Taylor was part of arguably the most gruesome televised moment in NFL history. He crashed in and landed on the back of Joe Theismann's knee on a "Monday Night Football" game in 1985. The Redskins quarterback's shin snapped forward like it had a hinge in the middle. Taylor immediately jumped up and started motioning for help.

"It's not a moment I want to remember," he said, "or see again."

Taylor's reaction was a little odd considering the threshold he had for his own pain. He once suffered a concussion, and the Giants trainer had to hide his helmet to keep him from going back in the game.

He suffered a hairline fracture of his right tibia against San Francisco in 1987 and played the next week. He broke a bone in his foot in 1989 and missed only one game. Maybe his greatest "No Pain, No Gain" performance came in 1988 at New Orleans.

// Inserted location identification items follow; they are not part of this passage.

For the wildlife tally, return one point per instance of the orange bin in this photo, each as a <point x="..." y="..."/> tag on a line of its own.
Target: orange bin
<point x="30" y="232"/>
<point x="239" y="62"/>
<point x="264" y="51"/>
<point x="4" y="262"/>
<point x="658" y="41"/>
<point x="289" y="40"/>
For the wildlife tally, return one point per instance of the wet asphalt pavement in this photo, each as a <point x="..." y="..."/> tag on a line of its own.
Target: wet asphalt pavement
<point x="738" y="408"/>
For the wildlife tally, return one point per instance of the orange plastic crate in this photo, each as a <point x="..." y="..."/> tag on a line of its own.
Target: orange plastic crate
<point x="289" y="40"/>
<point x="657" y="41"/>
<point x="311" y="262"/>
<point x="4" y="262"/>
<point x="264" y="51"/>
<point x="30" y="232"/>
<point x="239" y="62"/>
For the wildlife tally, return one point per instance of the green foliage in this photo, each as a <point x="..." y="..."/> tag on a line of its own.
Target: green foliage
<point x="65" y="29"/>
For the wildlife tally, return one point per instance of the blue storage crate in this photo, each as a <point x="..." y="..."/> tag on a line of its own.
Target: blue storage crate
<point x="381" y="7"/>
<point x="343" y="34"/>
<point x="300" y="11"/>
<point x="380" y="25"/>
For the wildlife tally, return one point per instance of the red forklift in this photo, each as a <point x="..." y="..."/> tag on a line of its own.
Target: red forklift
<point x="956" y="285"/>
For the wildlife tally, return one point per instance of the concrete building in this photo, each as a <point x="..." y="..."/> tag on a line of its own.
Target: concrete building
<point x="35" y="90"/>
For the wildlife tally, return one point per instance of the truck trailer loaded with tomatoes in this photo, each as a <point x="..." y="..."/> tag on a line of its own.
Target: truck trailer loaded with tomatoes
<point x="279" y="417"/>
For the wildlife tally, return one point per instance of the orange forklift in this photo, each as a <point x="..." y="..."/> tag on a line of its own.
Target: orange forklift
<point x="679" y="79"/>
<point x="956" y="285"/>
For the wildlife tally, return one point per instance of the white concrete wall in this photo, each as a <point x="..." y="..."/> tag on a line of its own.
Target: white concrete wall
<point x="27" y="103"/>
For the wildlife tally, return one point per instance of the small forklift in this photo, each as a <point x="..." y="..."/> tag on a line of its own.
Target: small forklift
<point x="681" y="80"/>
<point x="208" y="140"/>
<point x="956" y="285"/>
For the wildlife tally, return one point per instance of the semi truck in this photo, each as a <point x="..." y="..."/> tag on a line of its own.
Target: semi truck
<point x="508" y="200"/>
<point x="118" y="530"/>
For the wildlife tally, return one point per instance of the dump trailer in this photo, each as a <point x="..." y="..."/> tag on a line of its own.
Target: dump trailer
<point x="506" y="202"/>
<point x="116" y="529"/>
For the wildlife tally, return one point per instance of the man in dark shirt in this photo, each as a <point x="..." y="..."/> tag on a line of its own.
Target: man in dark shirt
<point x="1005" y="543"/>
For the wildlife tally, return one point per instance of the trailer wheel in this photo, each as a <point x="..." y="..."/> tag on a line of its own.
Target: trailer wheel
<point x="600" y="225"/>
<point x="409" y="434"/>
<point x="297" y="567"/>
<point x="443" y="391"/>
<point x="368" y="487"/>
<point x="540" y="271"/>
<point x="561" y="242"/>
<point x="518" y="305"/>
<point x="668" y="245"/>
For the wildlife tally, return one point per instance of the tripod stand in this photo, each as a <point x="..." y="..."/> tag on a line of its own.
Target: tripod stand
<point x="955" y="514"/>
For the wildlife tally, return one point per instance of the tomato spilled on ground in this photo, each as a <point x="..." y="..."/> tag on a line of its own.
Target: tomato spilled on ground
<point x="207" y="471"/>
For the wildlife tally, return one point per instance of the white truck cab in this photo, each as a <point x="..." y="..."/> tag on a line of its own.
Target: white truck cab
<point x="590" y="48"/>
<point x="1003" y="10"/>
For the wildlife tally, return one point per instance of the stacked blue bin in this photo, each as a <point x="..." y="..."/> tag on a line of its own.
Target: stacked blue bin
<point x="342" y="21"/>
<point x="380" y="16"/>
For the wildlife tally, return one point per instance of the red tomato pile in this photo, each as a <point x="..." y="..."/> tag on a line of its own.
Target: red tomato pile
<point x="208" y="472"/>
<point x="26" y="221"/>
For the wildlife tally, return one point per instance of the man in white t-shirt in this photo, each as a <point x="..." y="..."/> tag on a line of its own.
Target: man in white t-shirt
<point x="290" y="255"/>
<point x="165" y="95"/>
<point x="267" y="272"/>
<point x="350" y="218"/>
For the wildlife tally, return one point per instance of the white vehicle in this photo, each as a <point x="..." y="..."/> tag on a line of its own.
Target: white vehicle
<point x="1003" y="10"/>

The Saints were 9-3 and the Giants were playing without quarterback Phil Simms and All-Pro linebackers Harry Carson and Carl Banks, both injured. Taylor had torn shoulder ligaments and a detached pectoral muscle, but he strapped on a harness and had seven tackles, including three sacks, and two forced fumbles. The Giants won, 13-12.


Taylor once said playing in pain was simply a matter of tricking yourself into believing you aren't hurt. He could convince himself of almost anything, including his own invincibility. But when you live on the edge, even the strongest eventually fall off.

He was once asked what he could do that no other outside linebacker could.

"Drink," Taylor said.

But Taylor's problems ran deeper than alcohol. He admitted to cocaine abuse in 1985. He said he switched his addiction to golf, which he called his "detox tank," and putted his way through rehabilitation. He was suspended for 30 days in 1988 for failing a drug test.

He came back from that and helped the Giants win the 1991 Super Bowl. Not even Taylor could will himself to completely overcome a ruptured Achilles tendon in 1992. He played one more season before retiring at age 34 and facing life without a perfect outlet for his personality.

"I live my life in the fast lane," he said, "and I always have."

Taylor entered drug rehab twice in 1995. Then he was arrested two times in three years on charges he tried to buy cocaine. Getting out of the fast lane has been difficult for a man who did everything at full speed.

"In 30 or 40 years, I'm going to take out the tapes and show them to my grandkids," running back Keith Byars said. "To show them I really played against Lawrence Taylor. The greatest."

Byars will tell them one thing: "That he was everything they said he was."

For better and worse, L.T. was many things. But he was never just a Larry.